As to what makes the business today less “fun,” the takeaways included the following:

  • Slim Margins – this doesn’t come as any surprise for those who have operated in the network space any appreciable amount of time. Unless a company has an exclusive, competitive pressures force networks to aim high and pay out an enormous percentage of the revenue. Any network goes through this, even Google, who pays out on average 77% of their revenues to publishers. There are many networks for whom an average payout of 77% would feel amazing as they average more like 87% and above. Even on exclusives, the payouts tend to creep up in order to make the offers competitive. And, despite efforts to keep payments a secret, publishers talk which only ads pressure to the payout. Only newer networks offering a solution that no one else does can get away with revenue shares like 60/40.

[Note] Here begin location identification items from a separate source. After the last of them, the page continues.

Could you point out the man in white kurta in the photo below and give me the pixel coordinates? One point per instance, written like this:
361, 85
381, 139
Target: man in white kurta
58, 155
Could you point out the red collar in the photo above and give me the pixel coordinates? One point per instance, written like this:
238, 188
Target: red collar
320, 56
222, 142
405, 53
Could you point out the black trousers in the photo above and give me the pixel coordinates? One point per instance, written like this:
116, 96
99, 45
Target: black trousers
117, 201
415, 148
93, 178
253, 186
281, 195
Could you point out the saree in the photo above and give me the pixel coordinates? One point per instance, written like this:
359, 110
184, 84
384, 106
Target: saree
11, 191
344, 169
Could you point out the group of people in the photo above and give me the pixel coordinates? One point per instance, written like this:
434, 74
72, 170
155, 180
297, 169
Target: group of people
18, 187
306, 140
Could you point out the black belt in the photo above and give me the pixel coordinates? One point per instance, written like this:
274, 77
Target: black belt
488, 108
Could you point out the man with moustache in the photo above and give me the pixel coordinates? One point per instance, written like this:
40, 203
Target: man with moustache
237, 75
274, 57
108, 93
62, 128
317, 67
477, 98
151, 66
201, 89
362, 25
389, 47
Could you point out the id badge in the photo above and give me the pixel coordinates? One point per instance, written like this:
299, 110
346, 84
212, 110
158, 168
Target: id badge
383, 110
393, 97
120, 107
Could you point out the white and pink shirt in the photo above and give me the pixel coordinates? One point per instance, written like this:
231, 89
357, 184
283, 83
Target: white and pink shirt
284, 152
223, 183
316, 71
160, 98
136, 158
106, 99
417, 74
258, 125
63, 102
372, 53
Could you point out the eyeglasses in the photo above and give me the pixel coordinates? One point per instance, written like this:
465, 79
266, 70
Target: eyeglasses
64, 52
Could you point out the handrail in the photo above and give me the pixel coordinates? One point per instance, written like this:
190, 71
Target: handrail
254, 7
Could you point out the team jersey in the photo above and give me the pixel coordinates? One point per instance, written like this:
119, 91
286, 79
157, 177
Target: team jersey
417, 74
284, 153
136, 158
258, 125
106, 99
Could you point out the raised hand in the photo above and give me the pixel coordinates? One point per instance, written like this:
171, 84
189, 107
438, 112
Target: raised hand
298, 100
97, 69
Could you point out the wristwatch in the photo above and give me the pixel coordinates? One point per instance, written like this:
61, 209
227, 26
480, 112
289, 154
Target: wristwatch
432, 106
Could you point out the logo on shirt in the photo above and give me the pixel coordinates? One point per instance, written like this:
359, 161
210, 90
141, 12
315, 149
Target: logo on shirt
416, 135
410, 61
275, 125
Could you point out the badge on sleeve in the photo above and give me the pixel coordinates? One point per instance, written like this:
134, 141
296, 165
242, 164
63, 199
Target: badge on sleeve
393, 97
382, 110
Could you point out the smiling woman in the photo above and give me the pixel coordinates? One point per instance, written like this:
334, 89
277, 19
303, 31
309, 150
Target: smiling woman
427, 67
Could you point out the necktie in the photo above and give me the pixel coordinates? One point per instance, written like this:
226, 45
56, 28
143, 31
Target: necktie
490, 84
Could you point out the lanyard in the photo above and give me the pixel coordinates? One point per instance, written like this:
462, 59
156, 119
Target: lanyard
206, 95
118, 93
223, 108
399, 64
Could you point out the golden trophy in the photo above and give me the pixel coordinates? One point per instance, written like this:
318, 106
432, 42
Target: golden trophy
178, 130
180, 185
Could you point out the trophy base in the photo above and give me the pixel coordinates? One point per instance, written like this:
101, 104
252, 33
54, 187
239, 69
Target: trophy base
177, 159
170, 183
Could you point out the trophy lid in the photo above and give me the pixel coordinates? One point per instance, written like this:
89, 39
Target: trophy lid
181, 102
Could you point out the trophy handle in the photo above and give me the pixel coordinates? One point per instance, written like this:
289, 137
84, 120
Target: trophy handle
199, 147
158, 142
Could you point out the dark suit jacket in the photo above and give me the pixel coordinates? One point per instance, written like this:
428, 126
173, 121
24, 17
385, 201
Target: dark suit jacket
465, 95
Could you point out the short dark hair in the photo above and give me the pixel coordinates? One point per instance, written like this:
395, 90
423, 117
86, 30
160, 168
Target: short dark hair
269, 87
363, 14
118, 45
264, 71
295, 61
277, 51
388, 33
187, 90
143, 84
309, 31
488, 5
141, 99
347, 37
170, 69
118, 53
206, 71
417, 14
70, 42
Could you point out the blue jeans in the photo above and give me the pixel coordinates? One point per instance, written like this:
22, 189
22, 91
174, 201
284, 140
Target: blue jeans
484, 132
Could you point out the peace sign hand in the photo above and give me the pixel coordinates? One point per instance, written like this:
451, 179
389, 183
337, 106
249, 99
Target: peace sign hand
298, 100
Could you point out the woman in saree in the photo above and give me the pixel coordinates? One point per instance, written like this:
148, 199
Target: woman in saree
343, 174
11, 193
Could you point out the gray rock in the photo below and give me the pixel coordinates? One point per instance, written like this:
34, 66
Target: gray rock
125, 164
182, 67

  • Traffic Quality – any network needs traffic in order to work, but traffic without quality is recipe for short-term success and long-term disaster. Getting traffic that actually works has become one of the most difficult challenges, and not surprisingly has driven many to seek out alternate, less sustainable sources. Were we to draw a graph plotting traffic and competition over time, you would see it going high and to the right. At the same time the amount of time a person has before being copied has gone down. This results in a smaller and smaller number of affiliates/publishers being successful. The rest make decisions not optimal for advertisers in their quest to still make some money.

  • Traffic Source Changes – unlike a few years ago, there is a great degree of variability in traffic. Like pop stars, many of today’s affiliates are almost one-hit wonders. They don’t fall out of favor because of the populace’s changing tides; they fall out of favor because so often their skill set becomes either obsolete or the trick that propelled them to success becomes a loophole closed. Even the very best will often face a setback, e.g., a Google rule change, a Facebook T&C revision, mail deliverability change, or even regulatory changes; few find their way back once having slipped. In today’s world, it seems these changes happen more frequently and with greater severity.

  • Being A Bank – money is what drives publishers, and it’s amazing to see how the media buying culture has influenced the CPA Network space. Why? As people buy media with their credit cards, they often hit their limits. They need money to pay off that card to continue running their ads. This has created a culture of Net 7 or in some cases publishers wanting to receive payments twice per week. The advertisers don’t pay Net 7. They pay Net 15 or Net 30. Ask any network owner, and they’ll tell you they actually pay much later than that. Imagine having a publisher who needs $50k/month. Now, imagine having ten of them. That’s $500k that a company needs to have sitting in reserves.

  • Offer Sustainability – It’s hard enough to find a good offer let alone one that stands the test of time. Just as publisher’s sources of traffic have become harder to rely upon, (even the stalwart email has been dragging), finding an offer that can last is just as hard, if not harder. In the past, people have built their entire businesses based around one offer or one vertical. Focusing on that offer or vertical generated eight figure returns, but unlike an agency that might win a big brand’s budget and have a source of revenue for years, that doesn’t happen here. One tweak on the traffic side can result in an entire offer or channel of offers going away.